Local NBA ratings on regional sports networks are down. The Clippers-Bulls Saturday night game was the lowest-rated NBA broadcast game in about a decade for about two weeks. The 1.1 rating for last weekend’s Cavs-Clippers game was even lower and down 70 percent year over year. NBC drew significantly more viewers showing Fast Five in that slot.
The NCAA Tournament factored into the ratings for that Cavs-Clippers game being so low. But, so did the Cavaliers benching LeBron James, Kevin Love, and Kyrie Irving, which was not lost on the NBA’s television partner ESPN/ABC.
Much of what will be the prime audience demographic in coming decades is not watching TV at all. NBA teams benching the major stars in prime spots is only giving them less incentive to do so. Leagues won’t be able to take the audience for granted in the future. Even if the NBA has done better engaging the youth, the median viewer is still in his/her late 30s.
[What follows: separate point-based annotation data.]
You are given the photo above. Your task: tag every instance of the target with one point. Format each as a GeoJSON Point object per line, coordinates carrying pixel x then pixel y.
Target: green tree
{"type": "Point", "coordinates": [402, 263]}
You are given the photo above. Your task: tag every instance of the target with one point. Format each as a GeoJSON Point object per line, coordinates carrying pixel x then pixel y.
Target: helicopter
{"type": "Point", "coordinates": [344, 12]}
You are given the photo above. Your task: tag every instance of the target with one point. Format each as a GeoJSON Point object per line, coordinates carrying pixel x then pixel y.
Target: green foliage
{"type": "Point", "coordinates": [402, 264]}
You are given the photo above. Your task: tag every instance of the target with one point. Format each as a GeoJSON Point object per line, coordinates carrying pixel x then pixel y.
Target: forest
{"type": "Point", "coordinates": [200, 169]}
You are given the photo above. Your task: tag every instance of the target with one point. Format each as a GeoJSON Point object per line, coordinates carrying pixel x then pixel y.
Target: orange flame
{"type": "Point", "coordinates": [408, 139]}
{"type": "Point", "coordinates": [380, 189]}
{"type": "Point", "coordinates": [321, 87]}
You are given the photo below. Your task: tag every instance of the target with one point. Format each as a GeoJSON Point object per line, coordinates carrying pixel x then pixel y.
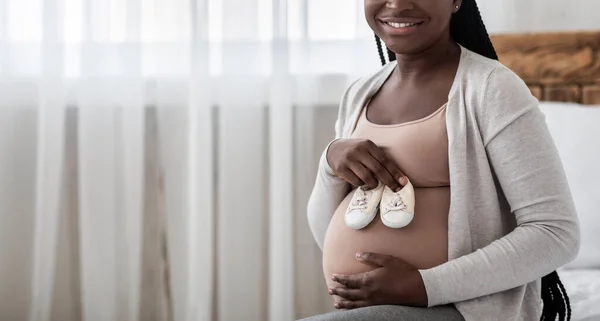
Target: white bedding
{"type": "Point", "coordinates": [583, 287]}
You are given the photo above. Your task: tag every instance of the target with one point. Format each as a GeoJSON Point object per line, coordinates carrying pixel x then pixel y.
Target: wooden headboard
{"type": "Point", "coordinates": [555, 66]}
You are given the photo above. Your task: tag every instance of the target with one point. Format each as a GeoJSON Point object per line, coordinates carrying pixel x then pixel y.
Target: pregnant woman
{"type": "Point", "coordinates": [442, 196]}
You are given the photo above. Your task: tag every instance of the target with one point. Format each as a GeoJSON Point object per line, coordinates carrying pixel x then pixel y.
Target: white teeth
{"type": "Point", "coordinates": [401, 24]}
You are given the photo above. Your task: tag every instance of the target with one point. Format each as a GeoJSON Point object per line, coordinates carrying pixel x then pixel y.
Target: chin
{"type": "Point", "coordinates": [405, 48]}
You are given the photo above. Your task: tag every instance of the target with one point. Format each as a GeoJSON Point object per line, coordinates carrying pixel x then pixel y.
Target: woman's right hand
{"type": "Point", "coordinates": [362, 163]}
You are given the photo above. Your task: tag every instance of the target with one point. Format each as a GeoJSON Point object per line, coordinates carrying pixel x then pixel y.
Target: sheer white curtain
{"type": "Point", "coordinates": [156, 155]}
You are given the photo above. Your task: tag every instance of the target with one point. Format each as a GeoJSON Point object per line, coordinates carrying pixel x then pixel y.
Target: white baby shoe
{"type": "Point", "coordinates": [398, 208]}
{"type": "Point", "coordinates": [363, 207]}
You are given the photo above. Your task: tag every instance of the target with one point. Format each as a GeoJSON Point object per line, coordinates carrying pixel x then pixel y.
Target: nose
{"type": "Point", "coordinates": [400, 5]}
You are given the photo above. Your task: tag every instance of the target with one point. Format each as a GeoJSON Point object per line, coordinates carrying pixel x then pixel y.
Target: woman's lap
{"type": "Point", "coordinates": [392, 313]}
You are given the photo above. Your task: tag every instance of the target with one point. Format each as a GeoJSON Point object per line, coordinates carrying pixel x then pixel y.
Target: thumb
{"type": "Point", "coordinates": [375, 259]}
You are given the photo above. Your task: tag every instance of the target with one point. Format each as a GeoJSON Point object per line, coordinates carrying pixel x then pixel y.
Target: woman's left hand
{"type": "Point", "coordinates": [393, 282]}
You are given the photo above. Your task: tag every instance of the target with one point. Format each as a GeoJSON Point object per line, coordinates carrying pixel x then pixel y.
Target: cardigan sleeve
{"type": "Point", "coordinates": [522, 155]}
{"type": "Point", "coordinates": [329, 190]}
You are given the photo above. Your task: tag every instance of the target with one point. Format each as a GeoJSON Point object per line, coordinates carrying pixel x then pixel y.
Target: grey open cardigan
{"type": "Point", "coordinates": [511, 219]}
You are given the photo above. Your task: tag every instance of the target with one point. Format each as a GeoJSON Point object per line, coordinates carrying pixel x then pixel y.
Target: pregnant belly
{"type": "Point", "coordinates": [423, 243]}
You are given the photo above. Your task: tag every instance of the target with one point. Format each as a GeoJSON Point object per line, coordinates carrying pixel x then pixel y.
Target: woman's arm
{"type": "Point", "coordinates": [524, 158]}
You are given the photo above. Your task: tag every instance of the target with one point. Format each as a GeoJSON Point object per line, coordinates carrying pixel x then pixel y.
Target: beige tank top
{"type": "Point", "coordinates": [420, 149]}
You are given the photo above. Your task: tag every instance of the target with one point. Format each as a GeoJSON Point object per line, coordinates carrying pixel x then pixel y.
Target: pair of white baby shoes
{"type": "Point", "coordinates": [397, 208]}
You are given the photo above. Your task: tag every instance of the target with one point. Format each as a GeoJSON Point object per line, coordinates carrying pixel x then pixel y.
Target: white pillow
{"type": "Point", "coordinates": [576, 132]}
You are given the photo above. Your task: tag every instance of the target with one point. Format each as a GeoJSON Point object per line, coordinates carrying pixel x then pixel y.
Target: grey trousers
{"type": "Point", "coordinates": [392, 313]}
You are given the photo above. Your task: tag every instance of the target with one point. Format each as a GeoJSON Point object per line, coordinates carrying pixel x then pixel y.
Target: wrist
{"type": "Point", "coordinates": [417, 291]}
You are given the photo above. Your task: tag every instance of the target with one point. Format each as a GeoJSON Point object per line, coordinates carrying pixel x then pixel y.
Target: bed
{"type": "Point", "coordinates": [563, 72]}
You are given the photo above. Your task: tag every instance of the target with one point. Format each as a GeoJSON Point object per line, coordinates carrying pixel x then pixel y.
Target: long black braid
{"type": "Point", "coordinates": [468, 30]}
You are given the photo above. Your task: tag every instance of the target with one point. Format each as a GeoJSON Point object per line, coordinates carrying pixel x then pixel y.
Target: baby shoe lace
{"type": "Point", "coordinates": [360, 199]}
{"type": "Point", "coordinates": [396, 203]}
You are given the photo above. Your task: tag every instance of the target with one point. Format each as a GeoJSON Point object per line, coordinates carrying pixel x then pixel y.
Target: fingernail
{"type": "Point", "coordinates": [403, 181]}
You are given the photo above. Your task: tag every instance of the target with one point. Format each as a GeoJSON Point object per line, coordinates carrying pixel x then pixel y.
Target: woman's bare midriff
{"type": "Point", "coordinates": [423, 243]}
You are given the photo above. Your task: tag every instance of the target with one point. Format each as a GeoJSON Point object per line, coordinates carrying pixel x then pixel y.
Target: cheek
{"type": "Point", "coordinates": [371, 8]}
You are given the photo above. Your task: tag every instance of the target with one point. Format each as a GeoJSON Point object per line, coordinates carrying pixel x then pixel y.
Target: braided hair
{"type": "Point", "coordinates": [468, 30]}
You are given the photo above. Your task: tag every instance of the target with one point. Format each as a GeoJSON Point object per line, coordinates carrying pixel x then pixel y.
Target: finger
{"type": "Point", "coordinates": [365, 175]}
{"type": "Point", "coordinates": [351, 178]}
{"type": "Point", "coordinates": [350, 281]}
{"type": "Point", "coordinates": [380, 172]}
{"type": "Point", "coordinates": [345, 304]}
{"type": "Point", "coordinates": [376, 259]}
{"type": "Point", "coordinates": [392, 168]}
{"type": "Point", "coordinates": [348, 294]}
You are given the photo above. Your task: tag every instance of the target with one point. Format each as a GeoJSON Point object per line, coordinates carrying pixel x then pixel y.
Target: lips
{"type": "Point", "coordinates": [402, 24]}
{"type": "Point", "coordinates": [401, 27]}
There are some dramatic measures the NBA can take to inject life into the regular season. Reducing the number of games would ensure healthy star players are playing. Reducing the playoff to eight teams would give fans an incentive to watch the bulk of the games they are selling. Such steps may become necessary someday.
Ironically, it’s the certainty from the league’s $2.66 billion per year deal with ESPN and Turner that will stave off any discussion to help the networks out, beyond perhaps an unofficial directive to stop resting players in big TV games.